La paciencia era una habilidad que había desarrollado en los últimos meses, especialmente cuando se trataba de mujeres. Sabía que no debía presionarlas ni apresurarlas. Había aprendido a ir al ritmo de ellas. Miré el reloj. Eran las 10:25 pm. Decidí esperar un poco más.
De pronto, ella apareció.
–Hola –dijo con timidez.
–Hola.
Se veía un poco ansiosa. La invité a acercarse a mí.
–Ven.
Ella se aproximó con pasos lentos. Contemplé su rostro, era muy guapa, de ojos muy expresivos y una bonita sonrisa. Su piel blanca contrastaba con su oscuro cabello.
Sonreí.
–Sí sabes que cobro por esto ¿verdad?
–Sí.
–¿Y aun así quieres hacerlo?
–Sí.
–¿Traes el dinero?
Ella abrió su bolsa y sacó su cartera. Extrajo varios billetes y me los entregó.
–Aquí está.
Los conté para cerciorarme de que era la cantidad correcta, y luego los guardé en el bolsillo de mi pantalón.
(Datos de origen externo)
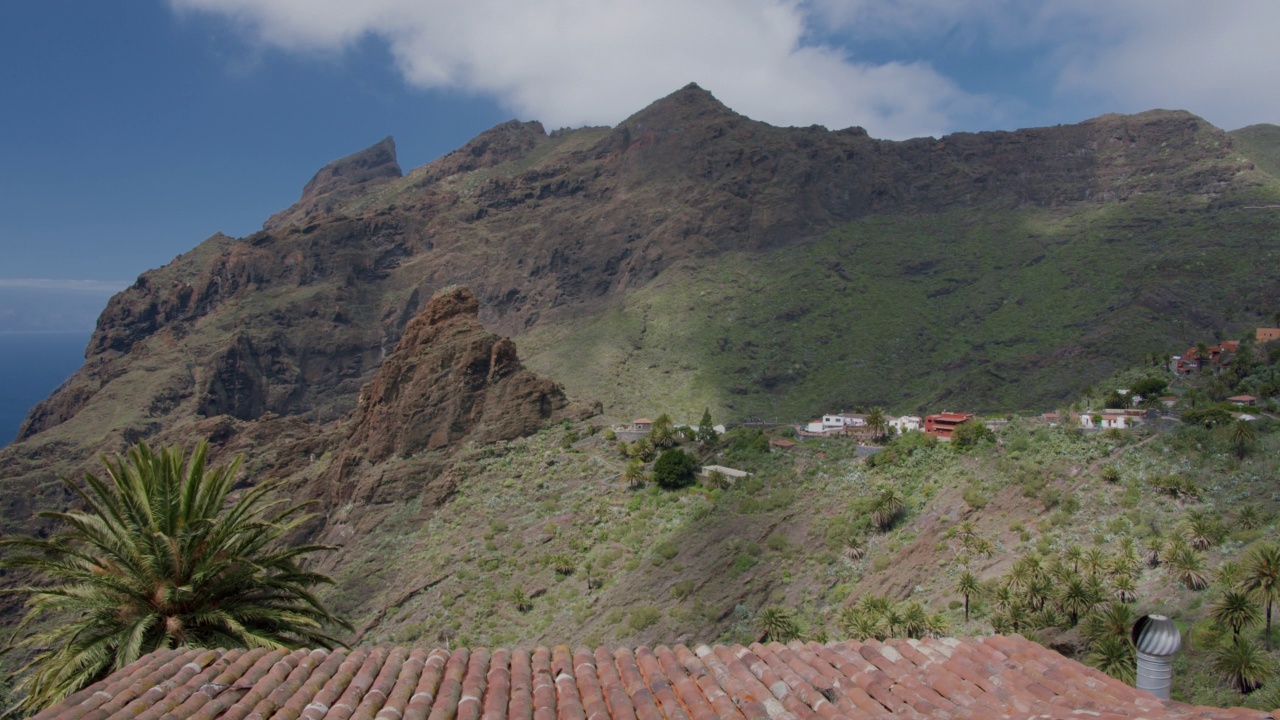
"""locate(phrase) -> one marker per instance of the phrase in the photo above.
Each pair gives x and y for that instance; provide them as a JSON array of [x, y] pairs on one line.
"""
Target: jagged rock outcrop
[[543, 227], [449, 379]]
–Muy bien. Pues empecemos.
La chica se quedó quieta por unos segundos. Me acerqué a ella y la rodeé con mis brazos, la envolví suavemente, con ternura, aprisionándola. La acerqué contra mi pecho. Ella pegó su oído a mi corazón. No sé si pudo escuchar los latidos desesperados por la excitación que ella me producía. Mis manos recorrieron su espalda, despacio, escurriéndose entre su largo cabello. De pronto, ella exhaló un suspiro, de placer, de satisfacción.
Podría sonar demasiado ingenuo, o exageradamente cursi, pero ése era mi servicio, y me pagaba por ello. Simplemente abrazarla, darle esa sensación de protección, afecto y calor, que ella buscaba con tanto ahínco. Porque había descubierto que la soledad era un mal moderno, tan temida y tan insoportable, que hacía que ellas me pagaran con tal de desterrarla. Y como en estos tiempos todo tiene un precio, yo también lo tenía. Ahí estaba yo, vendiendo mi tiempo, vendiendo mi compañía.
Soy un vendedor de abrazos. Ése es mi negocio, y ésta es mi historia.